So what are we going to do about it? Well… not much. As much as we love numbers, we know that if you torture numbers enough, they’ll confess to anything. At our scale, a tweet here, a link there can alter an entire fortnight-worth of sales. We’ll continue running the numbers, trusting our gut, working hard behind the scenes to get more awesome shirts on the site, building new features, and talking with you all.

On that note, we started a Tumblr recently that Sara is having a blast using to share stupid Vines, examples of great design, and interviews with fantastic Cotton Bureau designers.

We also recently built a little discount engine for ourselves that we plan on putting to good use. (Keep an eye out for discount-laden tweets, yeah?) Of course, we’ve got plenty of other big ideas for the site, but timing-wise, we don’t really expect those to hit before the fall anyway.

Regardless of the features we add or don’t add, the coverage and traffic that does or doesn’t come, we have a reminder for ourselves and for you: we’ve all been conditioned to believe that the essence of business is growth. Everything needs to go up, up, up. If the business isn’t growing, Houston, we have a problem. That’s simply not true. The growth mantra dangerously warps our incentives as independent businesses and hobbyists, leading us, more often than not, to make decisions not on what is best for the customer—or even our own happiness and long-term well-being—but what most impresses our peers and satisfies the requirements of the investor playbook.
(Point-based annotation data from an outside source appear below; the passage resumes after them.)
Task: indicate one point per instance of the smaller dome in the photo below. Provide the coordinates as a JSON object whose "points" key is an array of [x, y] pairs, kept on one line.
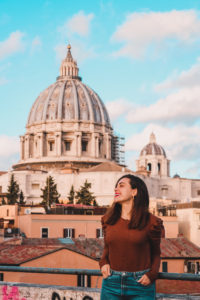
{"points": [[152, 148], [176, 176]]}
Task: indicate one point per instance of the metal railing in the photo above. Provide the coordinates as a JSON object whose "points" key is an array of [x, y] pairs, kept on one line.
{"points": [[161, 275]]}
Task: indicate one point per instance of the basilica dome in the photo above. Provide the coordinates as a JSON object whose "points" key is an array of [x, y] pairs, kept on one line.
{"points": [[68, 99], [152, 148], [68, 124]]}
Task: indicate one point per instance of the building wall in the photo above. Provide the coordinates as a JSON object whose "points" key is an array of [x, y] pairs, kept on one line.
{"points": [[60, 259], [85, 225], [189, 224]]}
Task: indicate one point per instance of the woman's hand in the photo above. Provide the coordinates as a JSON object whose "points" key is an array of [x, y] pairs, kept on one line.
{"points": [[105, 270], [144, 280]]}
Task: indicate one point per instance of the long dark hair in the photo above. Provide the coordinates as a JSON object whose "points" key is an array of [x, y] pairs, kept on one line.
{"points": [[140, 207]]}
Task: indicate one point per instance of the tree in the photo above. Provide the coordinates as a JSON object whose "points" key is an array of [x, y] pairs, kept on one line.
{"points": [[50, 194], [13, 191], [71, 195], [21, 198], [84, 196]]}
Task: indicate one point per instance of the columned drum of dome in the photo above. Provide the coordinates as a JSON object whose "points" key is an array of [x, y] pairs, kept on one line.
{"points": [[68, 123], [153, 159]]}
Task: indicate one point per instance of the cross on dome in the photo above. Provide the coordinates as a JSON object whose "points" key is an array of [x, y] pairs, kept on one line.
{"points": [[152, 138]]}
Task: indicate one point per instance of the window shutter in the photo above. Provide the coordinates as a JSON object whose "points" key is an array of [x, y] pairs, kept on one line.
{"points": [[88, 281], [64, 232], [97, 233]]}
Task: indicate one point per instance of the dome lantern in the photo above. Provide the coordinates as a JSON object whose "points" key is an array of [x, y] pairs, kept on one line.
{"points": [[69, 68], [153, 159]]}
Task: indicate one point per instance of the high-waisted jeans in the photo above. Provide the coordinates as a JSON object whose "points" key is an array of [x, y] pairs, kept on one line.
{"points": [[125, 286]]}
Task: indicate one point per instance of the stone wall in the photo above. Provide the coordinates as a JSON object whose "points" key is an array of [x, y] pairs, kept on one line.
{"points": [[20, 291], [12, 291]]}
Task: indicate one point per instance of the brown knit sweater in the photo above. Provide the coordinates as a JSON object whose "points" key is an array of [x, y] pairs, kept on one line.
{"points": [[133, 250]]}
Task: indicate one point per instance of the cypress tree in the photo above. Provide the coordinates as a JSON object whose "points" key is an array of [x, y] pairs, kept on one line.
{"points": [[71, 195], [84, 196], [50, 194], [13, 191]]}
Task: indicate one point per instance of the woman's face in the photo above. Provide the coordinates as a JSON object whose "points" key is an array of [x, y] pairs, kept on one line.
{"points": [[124, 191]]}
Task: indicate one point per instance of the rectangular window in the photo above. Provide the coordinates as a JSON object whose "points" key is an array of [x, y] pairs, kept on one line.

Look, business is simple if we don’t muck it up. Find something people want, produce it for a price less than they’re willing to pay, sell it with integrity. That’s the model we tested last June with Cotton Bureau, it’s the model we continue to believe in today, and it’s the model we expect to continue with as long as we’re in business.

Next year, we’ll know what to expect and won’t needlessly wring our hands. In the meantime, we’ll weather the current doldrums as best we can without resorting to an undue number of gimmicks or frantic pleas for attention.  Enjoy your summer, and, if you don’t mind, tell a friend about Cotton Bureau. We’ve got the best t-shirts around.